Let's take the following as an alternative:
cf1 = Compile[{{vec, _Real, 1}, {mat, _Real, 2}},
Table[i + vec, {i, mat}],
CompilationTarget -> "C"
];
cf2 = Compile[{{vec, _Real, 1}, {mat, _Real, 2}},
Block[{res = mat}, Do[res[[i]] += vec, {i, Length[res]}]; res],
CompilationTarget -> "C"
];
These are the fastest compiled functions that I could write. But their performance doesn't even come close:
mat = RandomReal[1., {40000000, 2}];
vec = {1., 2.};
cf1[vec, mat]; // AbsoluteTiming (* -> 4.546875 seconds *)
cf2[vec, mat]; // AbsoluteTiming (* -> 4.421875 seconds *)
They also have very significant intermediate memory consumption.
If we can't make progress with compiled code, what can we do? The next step would probably be to write one's own LibraryLink code in C++ (using e.g. Eigen), or Fortran (using a vendor BLAS, such as MKL). Of course, these libraries are intended for linear algebra applications, and so offer limited or no functions for manipulating higher-dimensional arrays. Still, one can do so efficiently, if not necessarily straightforwardly, using the carefully tuned and high-performing matrix and vector functions as primitives.
However, Mathematica also uses BLAS routines and is linked to the MKL. Some of the functions are exposed in the LinearAlgebra`BLAS`
context (and more in LinearAlgebra`LAPACK`
, for higher-level linear algebra operations rather than simple matrix-vector arithmetic). It is then a matter of choosing a suitable operation from the ones that are available.
GER looks useful:
$$ \mathrm{GER}: \alpha, \vec{x}, \vec{y}, \mathbf{A} : \mathbf{A} \leftarrow \alpha \vec{x} {\vec{y}}^\mathrm{T} + \mathbf{A} $$
As you can see, it is a more general operation than the column-wise sum sought, so it could be adapted to other purposes beyond this one with no additional performance penalty. But note that it overwrites its input, so that for a fair test, we should first make a copy. We can use it as follows:
A = RandomReal[1., {40000000, 2}];
alpha = 1.;
x = ConstantArray[1., Length[A]];
y = {1., 2.};
Block[{A = A}, LinearAlgebra`BLAS`GER[alpha, x, y, A]; A]; // AbsoluteTiming
(* -> 1.390625 seconds *)
Thus, we have matched (or even slightly beaten) NumPy. But, this is far from a general-purpose operation. The intention of this answer is to show that rivalling NumPy's performance is extremely difficult using only top-level Mathematica, simply because NumPy is designed to do these operations efficiently, whereas Mathematica doesn't have the same design and we as users aren't at liberty to redesign it. Instead, we have to use the tools that are made available, most of which similarly do not come close to NumPy's pure C implementation because they are not designed for this particular task. I suspect that, in most cases, to achieve comparable performance simply won't be possible without using lower-level approaches in C/C++ or Fortran.

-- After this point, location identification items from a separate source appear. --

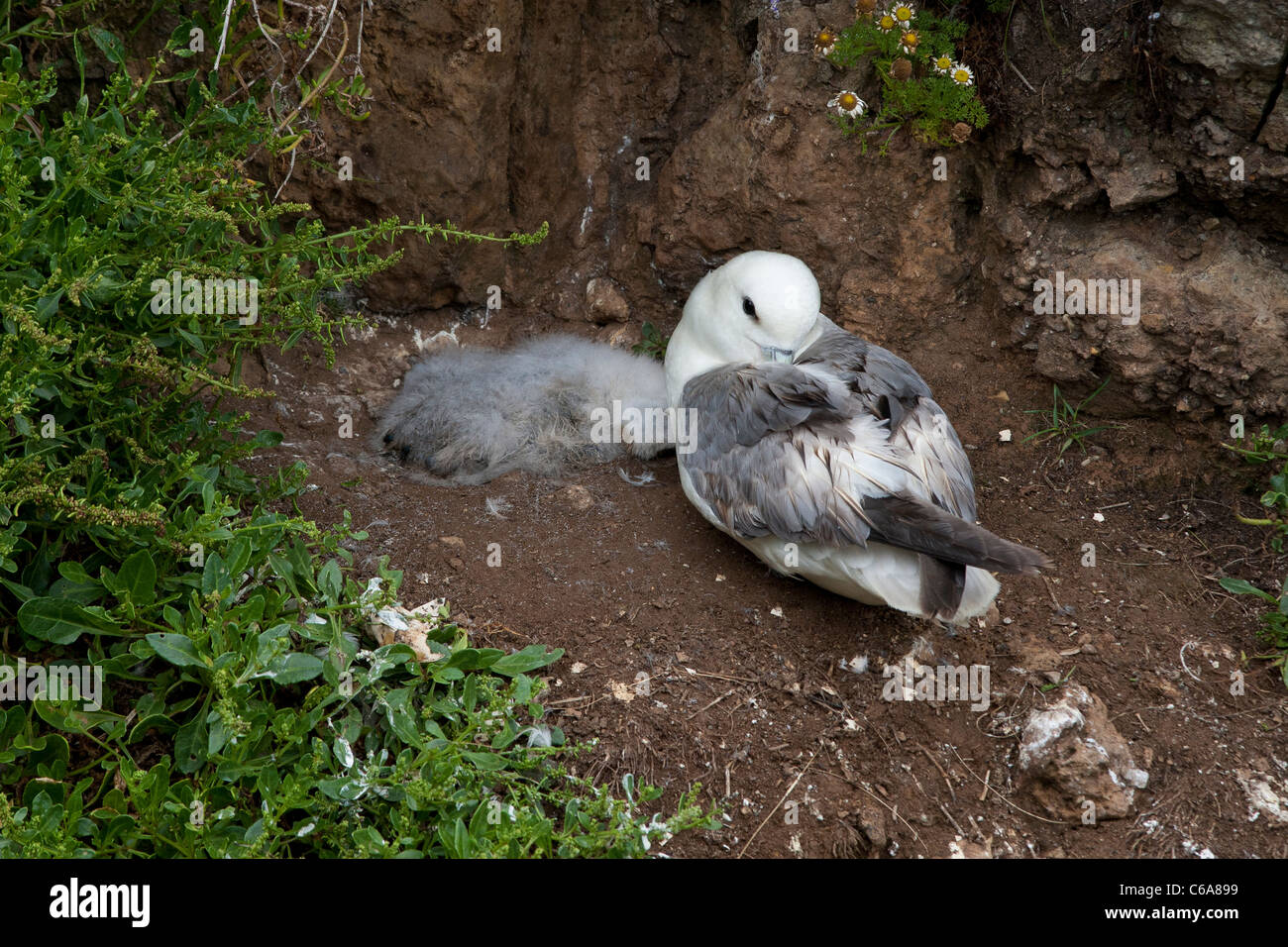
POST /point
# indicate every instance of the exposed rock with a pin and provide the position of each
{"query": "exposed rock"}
(604, 302)
(1073, 754)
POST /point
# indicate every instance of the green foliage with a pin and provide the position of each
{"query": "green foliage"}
(1269, 447)
(1064, 421)
(653, 344)
(239, 712)
(926, 101)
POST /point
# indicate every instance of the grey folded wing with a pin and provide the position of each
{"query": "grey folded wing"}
(919, 432)
(795, 451)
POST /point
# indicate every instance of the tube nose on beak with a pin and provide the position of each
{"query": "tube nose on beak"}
(777, 355)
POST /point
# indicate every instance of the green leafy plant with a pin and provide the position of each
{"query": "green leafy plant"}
(915, 88)
(1269, 447)
(1065, 424)
(653, 344)
(239, 710)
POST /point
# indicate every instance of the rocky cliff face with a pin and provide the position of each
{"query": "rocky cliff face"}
(661, 138)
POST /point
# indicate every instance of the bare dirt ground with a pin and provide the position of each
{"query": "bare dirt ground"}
(745, 686)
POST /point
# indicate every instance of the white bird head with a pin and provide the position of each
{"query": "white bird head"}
(759, 307)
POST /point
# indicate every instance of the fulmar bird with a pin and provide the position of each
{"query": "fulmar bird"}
(823, 455)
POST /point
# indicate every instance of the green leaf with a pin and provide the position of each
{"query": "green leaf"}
(175, 648)
(1241, 586)
(138, 578)
(292, 668)
(527, 660)
(60, 621)
(110, 43)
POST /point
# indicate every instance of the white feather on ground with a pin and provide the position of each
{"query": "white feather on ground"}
(471, 415)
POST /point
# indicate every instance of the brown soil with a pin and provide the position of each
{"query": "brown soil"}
(746, 690)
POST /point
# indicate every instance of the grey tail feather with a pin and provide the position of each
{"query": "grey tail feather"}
(905, 521)
(941, 586)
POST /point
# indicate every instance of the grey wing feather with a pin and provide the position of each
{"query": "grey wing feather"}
(793, 451)
(918, 428)
(767, 440)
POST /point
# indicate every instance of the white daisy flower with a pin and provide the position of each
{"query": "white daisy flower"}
(961, 75)
(848, 103)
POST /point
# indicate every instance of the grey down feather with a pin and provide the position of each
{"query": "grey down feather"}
(473, 414)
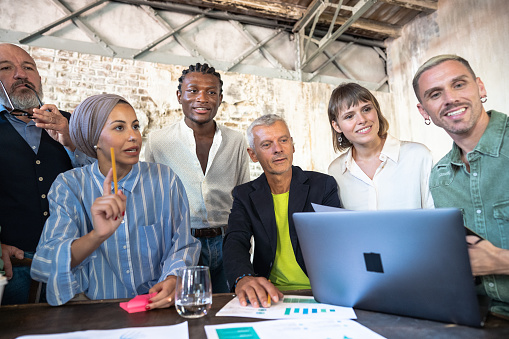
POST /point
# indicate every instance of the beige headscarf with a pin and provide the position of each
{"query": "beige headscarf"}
(88, 119)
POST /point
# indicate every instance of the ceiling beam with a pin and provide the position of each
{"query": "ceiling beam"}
(427, 6)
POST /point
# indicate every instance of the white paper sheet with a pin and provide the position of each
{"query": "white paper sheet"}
(179, 331)
(291, 307)
(294, 329)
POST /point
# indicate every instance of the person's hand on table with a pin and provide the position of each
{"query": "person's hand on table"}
(255, 290)
(165, 293)
(9, 252)
(485, 258)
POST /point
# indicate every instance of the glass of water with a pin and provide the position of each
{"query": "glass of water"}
(193, 293)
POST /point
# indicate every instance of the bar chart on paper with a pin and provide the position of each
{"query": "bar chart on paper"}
(309, 306)
(292, 307)
(292, 328)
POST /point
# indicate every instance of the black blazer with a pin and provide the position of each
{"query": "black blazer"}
(252, 214)
(25, 179)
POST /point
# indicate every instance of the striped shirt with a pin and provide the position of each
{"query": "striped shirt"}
(152, 241)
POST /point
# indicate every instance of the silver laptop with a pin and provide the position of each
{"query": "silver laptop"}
(407, 262)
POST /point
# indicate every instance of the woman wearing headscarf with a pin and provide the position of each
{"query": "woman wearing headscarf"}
(377, 171)
(113, 245)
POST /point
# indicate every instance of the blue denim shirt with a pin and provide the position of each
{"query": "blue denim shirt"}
(482, 194)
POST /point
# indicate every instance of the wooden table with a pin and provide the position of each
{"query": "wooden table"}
(106, 314)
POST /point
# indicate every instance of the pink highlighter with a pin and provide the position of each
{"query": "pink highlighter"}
(138, 303)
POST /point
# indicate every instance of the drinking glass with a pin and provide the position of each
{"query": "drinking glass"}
(193, 293)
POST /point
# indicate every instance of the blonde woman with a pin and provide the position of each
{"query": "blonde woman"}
(377, 171)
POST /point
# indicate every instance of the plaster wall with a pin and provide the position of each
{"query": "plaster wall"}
(475, 30)
(71, 76)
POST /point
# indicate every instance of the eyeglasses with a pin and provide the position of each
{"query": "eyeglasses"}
(18, 112)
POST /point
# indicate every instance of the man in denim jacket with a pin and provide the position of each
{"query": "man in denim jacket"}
(472, 176)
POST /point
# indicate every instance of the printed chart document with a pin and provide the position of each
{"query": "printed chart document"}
(179, 331)
(292, 328)
(291, 307)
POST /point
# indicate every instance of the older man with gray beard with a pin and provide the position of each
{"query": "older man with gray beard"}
(36, 148)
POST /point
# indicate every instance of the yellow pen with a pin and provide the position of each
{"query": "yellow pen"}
(114, 168)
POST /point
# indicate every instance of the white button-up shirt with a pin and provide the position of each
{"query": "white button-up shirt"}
(209, 194)
(400, 182)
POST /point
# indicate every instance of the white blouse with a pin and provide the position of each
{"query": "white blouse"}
(400, 182)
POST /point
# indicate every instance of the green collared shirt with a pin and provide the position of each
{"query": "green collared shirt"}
(482, 194)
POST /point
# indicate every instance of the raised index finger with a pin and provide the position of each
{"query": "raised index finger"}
(107, 183)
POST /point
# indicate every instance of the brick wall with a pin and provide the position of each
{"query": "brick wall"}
(70, 77)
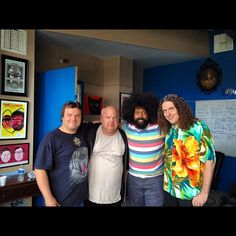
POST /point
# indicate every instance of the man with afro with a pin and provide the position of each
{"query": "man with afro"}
(146, 150)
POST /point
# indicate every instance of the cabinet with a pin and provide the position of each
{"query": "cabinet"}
(14, 189)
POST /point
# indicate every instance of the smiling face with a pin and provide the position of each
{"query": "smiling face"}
(71, 120)
(110, 120)
(141, 118)
(170, 113)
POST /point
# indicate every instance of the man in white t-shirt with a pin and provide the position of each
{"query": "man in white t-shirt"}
(108, 160)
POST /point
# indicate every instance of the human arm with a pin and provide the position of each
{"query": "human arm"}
(202, 197)
(43, 184)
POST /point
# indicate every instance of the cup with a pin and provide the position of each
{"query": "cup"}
(3, 180)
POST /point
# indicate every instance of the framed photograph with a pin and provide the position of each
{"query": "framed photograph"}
(13, 119)
(123, 97)
(14, 154)
(14, 76)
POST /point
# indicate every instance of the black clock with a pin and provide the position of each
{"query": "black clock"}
(209, 76)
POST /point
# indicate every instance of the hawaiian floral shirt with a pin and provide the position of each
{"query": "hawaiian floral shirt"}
(185, 155)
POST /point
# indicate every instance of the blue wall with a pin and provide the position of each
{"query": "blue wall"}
(180, 78)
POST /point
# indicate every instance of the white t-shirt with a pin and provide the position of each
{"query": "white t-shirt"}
(106, 168)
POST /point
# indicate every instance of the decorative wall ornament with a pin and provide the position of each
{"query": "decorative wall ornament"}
(209, 76)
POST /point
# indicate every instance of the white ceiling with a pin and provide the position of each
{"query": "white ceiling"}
(142, 56)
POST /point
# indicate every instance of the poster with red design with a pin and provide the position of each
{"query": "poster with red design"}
(14, 154)
(13, 120)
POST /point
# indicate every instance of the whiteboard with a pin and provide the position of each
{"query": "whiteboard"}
(220, 116)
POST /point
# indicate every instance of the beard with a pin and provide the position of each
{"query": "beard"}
(141, 123)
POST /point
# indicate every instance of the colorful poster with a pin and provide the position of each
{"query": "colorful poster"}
(13, 119)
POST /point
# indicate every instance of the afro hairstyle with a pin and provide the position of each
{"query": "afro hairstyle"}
(148, 100)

Mathematica doesn't do that because it's ambiguous. Note that Mathematica is perfectly happy to do "broadcasting", as you call it, if the second array is transposed:
In[1]:= {1, 2} + {{1, 2, 3}, {2, 3, 4}}
Out[1]= {{2, 3, 4}, {4, 5, 6}}
This, in fact, gives you one way to get the result that you want:
In[2]:= Transpose[{1, 2} + Transpose@{{1, 2, 3}, {2, 3, 4}}]
Out[2]= {{2, 4}, {3, 5}, {4, 6}}
As to why one works, and the other doesn't, well, what is Mathematica supposed to do if you're adding a length $ 2 $ vector to a $ 2 \times 2 $ matrix? Should
$$ [a\; b] + \begin{bmatrix} x & y \\ z & w \end{bmatrix} $$
return
$$ \begin{bmatrix} a + x & a + y \\ b + z & b + w \end{bmatrix} $$
or
$$ \begin{bmatrix} a + x & b + y \\ a + z & b + w \end{bmatrix} $$
In Mathematica, we can rely on the fact that it returns the former:
In[3]:= {a, b} + {{x, y}, {z, w}}
Out[3]= {{a + x, a + y}, {b + z, b + w}}
This means we don't need a hard-to-remember rule for special cases, and if you want the other behavior, you need to ask for it explicitly, in one way or another.